U.S. socialist reports on Venezuela conference

by Mark Ostapiak

 

Eli Smith, a young socialist and an accomplished musician, recently journeyed from his home in Berkeley, Calif., to Venezuela. There he joined over 300 representatives from every continent for the World Forum of Intellectuals and Artists in Defense of Humanity, hosted and funded by the government of

President Hugo Chavez.

 

When the formal conference was not in session, Smith traveled around Caracas and the neighboring state of Vargas to get a better sense of Venezuela’s cultural, political, and social needs. He encountered people

from vast poor sectors of Venezuelan society, much overlooked in the past.  These encounters helped shape his contribution to the Dec. 1-7 forum, whose

conclusions were entitled “The Caracas Declaration.” During an officially organized trip to Vargas, Smith met with participants in the government’s Mission program, which aims to provide the poor—the vast majority of the country—with health care, education, food, and shelter.

 

Cuba has contributed much material and technical support for several of the programs. Throughout Venezuela, Smith explained, “there’s somewhere around 15,000 Cuban doctors running free medical clinics and physical education instructors running exercise and sports programs.”

 

However, there are still many privately owned and operated clinics throughout the country, highlighting the fact that their health care system falls well short of the fully nationalized system in Cuba.  In regard to Venezuela’s education program, “people are doing everything from learning how to read to going to free Bolivarian universities that they’ve established,” Smith pointed out.

 

“Illiteracy is a huge problem in Venezuela—as it is in the U.S. and throughout the world—and it’s one that they’re addressing rapidly. They’ve received a lot of aid in figuring out how to do a literacy campaign from the Cubans,” who have virtually wiped-out illiteracy in their country.

 

Considering what an education means to the goal of a truly egalitarian society, Smith added that “for real democracy people need to be educated; they need to be informed.”

 

Mission Housing receives funds from the government to develop housing projects in various parts of the country, and Smith saw how in Vargas they are “taking steps to shore up mountainside barrios,” since the 1999 flood, which devastated the neighborhoods and killed thousands of people.

 

Given the chance, Smith seized the opportunity to break off from the official tour and talk with people in the capital city of Caracas.

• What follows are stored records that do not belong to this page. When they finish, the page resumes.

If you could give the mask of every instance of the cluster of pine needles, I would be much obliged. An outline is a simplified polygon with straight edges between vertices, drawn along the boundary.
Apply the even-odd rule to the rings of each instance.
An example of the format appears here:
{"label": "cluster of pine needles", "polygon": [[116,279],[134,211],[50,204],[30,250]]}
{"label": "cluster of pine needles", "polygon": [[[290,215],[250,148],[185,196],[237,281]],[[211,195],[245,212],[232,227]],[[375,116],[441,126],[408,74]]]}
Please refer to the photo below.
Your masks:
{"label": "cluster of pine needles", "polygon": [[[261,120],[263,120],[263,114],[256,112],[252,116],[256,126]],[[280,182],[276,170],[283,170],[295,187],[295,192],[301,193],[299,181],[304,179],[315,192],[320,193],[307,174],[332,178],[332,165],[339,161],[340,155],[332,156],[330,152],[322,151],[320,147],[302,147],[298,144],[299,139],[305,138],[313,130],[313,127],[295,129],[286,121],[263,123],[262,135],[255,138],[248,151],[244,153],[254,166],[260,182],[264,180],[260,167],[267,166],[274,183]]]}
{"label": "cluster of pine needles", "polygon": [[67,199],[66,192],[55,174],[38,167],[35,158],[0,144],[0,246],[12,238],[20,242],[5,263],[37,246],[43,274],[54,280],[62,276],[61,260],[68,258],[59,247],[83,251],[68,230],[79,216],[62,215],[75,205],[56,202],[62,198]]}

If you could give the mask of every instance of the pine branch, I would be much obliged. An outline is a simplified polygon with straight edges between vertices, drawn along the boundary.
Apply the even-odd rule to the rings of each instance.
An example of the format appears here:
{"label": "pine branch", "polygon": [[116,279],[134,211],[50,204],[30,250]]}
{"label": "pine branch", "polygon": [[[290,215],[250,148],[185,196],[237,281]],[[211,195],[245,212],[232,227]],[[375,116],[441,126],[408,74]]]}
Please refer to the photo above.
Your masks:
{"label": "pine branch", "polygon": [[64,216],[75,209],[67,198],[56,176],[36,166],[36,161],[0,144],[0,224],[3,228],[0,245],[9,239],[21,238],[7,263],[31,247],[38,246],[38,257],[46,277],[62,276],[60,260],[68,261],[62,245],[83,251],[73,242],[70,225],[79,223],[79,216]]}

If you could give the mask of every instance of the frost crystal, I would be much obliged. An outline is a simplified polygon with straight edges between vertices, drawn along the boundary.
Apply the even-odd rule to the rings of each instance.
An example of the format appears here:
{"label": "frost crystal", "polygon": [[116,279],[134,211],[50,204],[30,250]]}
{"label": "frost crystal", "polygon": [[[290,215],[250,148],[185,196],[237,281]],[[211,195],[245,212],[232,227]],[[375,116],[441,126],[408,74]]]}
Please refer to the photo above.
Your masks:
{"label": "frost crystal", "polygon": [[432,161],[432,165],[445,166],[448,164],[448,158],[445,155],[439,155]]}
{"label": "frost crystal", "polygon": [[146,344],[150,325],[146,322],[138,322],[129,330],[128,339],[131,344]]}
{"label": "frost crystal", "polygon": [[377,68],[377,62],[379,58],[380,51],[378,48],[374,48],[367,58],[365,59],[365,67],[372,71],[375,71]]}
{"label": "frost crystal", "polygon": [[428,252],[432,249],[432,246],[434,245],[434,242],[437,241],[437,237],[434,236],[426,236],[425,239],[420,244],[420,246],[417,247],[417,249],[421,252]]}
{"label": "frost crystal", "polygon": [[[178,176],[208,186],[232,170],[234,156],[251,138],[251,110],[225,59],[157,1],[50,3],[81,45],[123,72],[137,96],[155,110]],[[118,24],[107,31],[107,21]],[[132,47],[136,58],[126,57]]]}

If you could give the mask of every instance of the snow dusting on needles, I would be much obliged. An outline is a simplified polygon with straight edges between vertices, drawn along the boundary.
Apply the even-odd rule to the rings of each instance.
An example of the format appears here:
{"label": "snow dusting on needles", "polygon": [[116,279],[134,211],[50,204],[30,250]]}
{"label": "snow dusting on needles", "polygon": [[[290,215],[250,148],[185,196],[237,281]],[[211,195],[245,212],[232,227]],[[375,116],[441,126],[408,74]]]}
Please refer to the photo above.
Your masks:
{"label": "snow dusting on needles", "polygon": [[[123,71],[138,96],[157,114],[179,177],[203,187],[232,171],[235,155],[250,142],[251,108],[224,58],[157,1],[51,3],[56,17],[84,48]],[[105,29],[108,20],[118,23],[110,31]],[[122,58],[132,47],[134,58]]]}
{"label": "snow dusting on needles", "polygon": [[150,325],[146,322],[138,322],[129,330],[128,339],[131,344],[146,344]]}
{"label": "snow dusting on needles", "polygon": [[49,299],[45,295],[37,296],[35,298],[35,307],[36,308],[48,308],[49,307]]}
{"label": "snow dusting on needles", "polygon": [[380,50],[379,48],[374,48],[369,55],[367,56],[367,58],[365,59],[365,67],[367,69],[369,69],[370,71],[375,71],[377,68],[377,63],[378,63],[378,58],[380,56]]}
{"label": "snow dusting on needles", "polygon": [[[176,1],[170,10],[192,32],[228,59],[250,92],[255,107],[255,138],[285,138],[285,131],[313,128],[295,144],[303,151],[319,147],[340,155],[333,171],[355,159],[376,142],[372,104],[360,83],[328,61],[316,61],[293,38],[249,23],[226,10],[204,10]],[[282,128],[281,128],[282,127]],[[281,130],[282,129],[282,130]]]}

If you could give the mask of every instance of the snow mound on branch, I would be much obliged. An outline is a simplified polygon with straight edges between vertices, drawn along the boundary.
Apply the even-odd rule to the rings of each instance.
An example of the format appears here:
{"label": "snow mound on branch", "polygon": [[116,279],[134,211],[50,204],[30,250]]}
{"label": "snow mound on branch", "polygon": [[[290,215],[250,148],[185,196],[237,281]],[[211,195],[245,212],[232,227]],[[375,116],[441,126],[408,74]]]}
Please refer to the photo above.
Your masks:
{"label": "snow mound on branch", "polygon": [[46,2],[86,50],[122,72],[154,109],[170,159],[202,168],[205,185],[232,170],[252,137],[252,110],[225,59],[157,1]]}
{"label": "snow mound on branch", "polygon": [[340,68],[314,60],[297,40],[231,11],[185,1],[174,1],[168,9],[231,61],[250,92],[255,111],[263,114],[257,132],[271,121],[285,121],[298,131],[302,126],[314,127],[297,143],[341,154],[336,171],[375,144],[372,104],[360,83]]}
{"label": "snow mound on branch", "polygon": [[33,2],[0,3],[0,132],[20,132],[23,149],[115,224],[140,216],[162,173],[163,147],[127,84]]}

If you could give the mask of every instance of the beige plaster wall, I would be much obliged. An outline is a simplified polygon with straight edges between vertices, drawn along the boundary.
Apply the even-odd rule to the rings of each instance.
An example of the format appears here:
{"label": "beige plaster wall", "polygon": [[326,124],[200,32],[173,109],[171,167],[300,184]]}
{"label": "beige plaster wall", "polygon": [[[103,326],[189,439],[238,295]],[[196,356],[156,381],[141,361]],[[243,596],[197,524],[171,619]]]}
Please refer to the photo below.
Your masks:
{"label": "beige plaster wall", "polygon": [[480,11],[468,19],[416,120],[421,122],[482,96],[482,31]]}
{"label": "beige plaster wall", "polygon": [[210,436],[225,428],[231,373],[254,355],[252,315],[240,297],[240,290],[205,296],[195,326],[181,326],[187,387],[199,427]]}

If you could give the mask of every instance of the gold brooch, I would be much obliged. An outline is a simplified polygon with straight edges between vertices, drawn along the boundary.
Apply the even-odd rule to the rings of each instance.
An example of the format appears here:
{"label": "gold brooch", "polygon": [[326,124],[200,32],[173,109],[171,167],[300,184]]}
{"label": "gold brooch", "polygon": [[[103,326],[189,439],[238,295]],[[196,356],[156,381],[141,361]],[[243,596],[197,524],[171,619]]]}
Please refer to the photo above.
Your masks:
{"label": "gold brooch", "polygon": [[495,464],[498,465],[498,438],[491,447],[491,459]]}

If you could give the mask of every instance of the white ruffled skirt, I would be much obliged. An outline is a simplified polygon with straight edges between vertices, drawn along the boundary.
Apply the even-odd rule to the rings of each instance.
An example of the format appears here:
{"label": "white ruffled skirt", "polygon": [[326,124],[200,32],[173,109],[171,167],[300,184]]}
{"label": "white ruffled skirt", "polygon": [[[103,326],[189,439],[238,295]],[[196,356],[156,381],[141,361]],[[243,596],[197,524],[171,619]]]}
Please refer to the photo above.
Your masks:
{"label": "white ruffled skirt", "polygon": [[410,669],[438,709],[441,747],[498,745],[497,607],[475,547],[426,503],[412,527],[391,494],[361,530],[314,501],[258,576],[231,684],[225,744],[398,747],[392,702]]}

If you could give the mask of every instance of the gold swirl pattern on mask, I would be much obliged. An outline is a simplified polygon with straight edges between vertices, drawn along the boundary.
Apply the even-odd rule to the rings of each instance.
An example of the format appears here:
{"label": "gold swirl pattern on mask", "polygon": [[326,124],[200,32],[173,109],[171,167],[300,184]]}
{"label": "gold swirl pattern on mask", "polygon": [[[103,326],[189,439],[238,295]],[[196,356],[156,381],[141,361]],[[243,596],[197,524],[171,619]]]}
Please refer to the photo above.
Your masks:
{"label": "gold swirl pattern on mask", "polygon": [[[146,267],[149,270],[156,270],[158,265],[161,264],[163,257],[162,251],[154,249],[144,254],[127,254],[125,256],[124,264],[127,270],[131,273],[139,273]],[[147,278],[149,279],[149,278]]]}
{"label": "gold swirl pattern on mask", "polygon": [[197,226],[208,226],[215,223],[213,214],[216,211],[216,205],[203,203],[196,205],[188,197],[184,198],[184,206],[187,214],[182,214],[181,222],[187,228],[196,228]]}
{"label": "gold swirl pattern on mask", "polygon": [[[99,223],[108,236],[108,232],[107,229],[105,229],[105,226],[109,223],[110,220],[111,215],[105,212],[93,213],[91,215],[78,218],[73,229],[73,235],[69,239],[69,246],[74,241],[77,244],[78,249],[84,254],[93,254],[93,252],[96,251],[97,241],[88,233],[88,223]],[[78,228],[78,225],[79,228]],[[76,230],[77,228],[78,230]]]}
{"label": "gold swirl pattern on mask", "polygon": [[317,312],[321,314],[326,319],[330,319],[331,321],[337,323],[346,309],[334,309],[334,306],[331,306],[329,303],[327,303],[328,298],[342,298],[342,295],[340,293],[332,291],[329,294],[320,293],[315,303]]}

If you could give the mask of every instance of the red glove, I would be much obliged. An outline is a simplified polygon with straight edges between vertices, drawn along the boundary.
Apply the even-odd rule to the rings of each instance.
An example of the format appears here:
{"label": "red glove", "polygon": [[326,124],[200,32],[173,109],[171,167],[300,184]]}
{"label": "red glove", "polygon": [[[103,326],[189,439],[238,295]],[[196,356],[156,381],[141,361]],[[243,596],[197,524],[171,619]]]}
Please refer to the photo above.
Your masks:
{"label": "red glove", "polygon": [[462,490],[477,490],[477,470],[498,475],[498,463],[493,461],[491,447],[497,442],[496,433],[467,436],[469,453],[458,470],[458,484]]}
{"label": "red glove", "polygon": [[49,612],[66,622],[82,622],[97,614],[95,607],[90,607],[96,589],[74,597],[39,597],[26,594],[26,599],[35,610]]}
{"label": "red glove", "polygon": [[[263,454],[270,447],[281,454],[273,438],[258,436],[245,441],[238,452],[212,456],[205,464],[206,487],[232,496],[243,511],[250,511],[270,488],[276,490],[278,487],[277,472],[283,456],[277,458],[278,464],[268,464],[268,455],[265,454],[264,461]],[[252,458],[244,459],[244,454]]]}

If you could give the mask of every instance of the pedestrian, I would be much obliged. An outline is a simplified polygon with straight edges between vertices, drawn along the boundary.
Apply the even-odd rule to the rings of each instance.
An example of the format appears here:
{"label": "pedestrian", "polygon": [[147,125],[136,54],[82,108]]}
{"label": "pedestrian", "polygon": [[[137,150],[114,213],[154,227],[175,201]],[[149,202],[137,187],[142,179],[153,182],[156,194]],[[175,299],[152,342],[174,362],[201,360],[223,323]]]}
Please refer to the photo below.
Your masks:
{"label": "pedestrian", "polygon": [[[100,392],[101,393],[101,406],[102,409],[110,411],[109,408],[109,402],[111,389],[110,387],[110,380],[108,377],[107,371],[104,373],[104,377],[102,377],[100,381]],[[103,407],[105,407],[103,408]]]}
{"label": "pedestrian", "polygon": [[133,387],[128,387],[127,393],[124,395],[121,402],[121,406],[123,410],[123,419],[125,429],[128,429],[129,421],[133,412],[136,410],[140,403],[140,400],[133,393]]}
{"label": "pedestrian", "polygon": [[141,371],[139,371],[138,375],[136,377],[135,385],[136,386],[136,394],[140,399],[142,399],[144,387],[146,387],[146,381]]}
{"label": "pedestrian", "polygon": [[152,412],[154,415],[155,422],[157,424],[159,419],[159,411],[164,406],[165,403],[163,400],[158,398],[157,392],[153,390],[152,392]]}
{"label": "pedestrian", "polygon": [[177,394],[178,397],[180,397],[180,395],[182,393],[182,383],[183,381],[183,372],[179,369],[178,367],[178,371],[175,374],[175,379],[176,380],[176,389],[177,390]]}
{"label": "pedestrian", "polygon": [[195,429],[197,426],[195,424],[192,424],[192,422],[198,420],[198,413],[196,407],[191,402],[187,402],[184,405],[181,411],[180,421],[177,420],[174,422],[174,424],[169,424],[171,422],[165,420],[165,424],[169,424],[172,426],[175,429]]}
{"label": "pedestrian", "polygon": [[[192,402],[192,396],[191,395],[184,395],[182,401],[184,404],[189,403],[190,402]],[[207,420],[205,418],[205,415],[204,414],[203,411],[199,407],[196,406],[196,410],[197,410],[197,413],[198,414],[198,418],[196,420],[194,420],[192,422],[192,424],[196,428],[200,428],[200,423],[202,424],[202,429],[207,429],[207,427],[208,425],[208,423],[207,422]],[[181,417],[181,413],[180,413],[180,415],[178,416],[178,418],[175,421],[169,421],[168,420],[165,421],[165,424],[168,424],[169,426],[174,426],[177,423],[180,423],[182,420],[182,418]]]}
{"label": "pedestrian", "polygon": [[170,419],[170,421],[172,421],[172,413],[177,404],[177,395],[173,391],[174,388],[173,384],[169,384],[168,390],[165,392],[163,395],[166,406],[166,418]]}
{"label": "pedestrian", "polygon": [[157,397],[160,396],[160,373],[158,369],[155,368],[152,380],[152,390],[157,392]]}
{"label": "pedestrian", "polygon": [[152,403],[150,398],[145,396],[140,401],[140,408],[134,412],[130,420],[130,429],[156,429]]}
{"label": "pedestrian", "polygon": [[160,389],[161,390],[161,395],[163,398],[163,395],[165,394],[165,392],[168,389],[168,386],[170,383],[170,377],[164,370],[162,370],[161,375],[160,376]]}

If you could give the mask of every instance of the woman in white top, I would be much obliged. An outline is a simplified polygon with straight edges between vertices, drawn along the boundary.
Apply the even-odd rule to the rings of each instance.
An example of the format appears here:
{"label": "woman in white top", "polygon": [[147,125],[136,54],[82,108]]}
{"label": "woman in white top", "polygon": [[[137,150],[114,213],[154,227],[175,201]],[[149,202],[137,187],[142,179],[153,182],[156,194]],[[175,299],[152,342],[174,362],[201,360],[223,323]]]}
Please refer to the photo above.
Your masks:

At a Mission Mescal

food kitchen, he spoke with unemployed workers, who told him stories about the tumultuous days of the April 2002 coup attempt and the more recent August 2004 referendum, both organized by anti-Chavez forces with the collusion of the U.S. government.

 

One man “organized a bunch of the other guys from his neighborhood,” explained Smith, “and they marched all the way from the outlying areas of Caracas to the capitol building to demand the return of Chavez.”  One of the reasons why some of the anti-Chavez referendum rallies were so sizeable, according to an unemployed soda-pop factory worker, was that her employer and many others were drafting their employees to fill the ranks.

 

Upon returning to the conference, Smith and his Cultural Revolution group, comprised of people from all over the world, were challenged “to find ways to

combat American cultural and informational imperialism,” that takes the form, among others, of the ubiquitous U.S. television news giant, CNN. With his encounters still fresh in his mind, Smith suggested that the government should buy audio and video equipment so that people in the countryside and barrios could make their own movies, documentaries, and comedies about each other.

 

“When people see themselves represented, they feel empowered,” said Smith. His Cultural Revolution table and the conference as a whole resolved that the government should create what they called TV/Radio South, “a pan-Latin American TV and radio network patterned on the Arab-world network, Al-Jazeera.”  At the conference President Chavez made reference to important Marxist leaders like Lenin and Trotsky, marking a general left turn in his rhetoric. However, when he had addressed the UN in September 2004,  Chavez put his faith in plans to relieve poverty and hunger based on “formulas that entail no fundamental changes to the current world economic order,”  according to Smith.

 

In the final analysis, an empowered and organized working class, together with their allies among the poor and oppressed, will be decisive to the fight for further reforms in Venezuela—and ultimately for a workers’ government there.

 

Smith’s appraisal of this fact was telling of how youth today are beginning to understand what is necessary to make a better world: “When the ax falls,”

he said, referring to the possibility of imperialist military intervention if  Venezuela, under pressure by the working class, takes steps to nationalize key

industries and establish a planned economy, “they’re going to need to make a socialist revolution.”

*This article first appeared in the January 2005 issue of Socialist Action newspaper.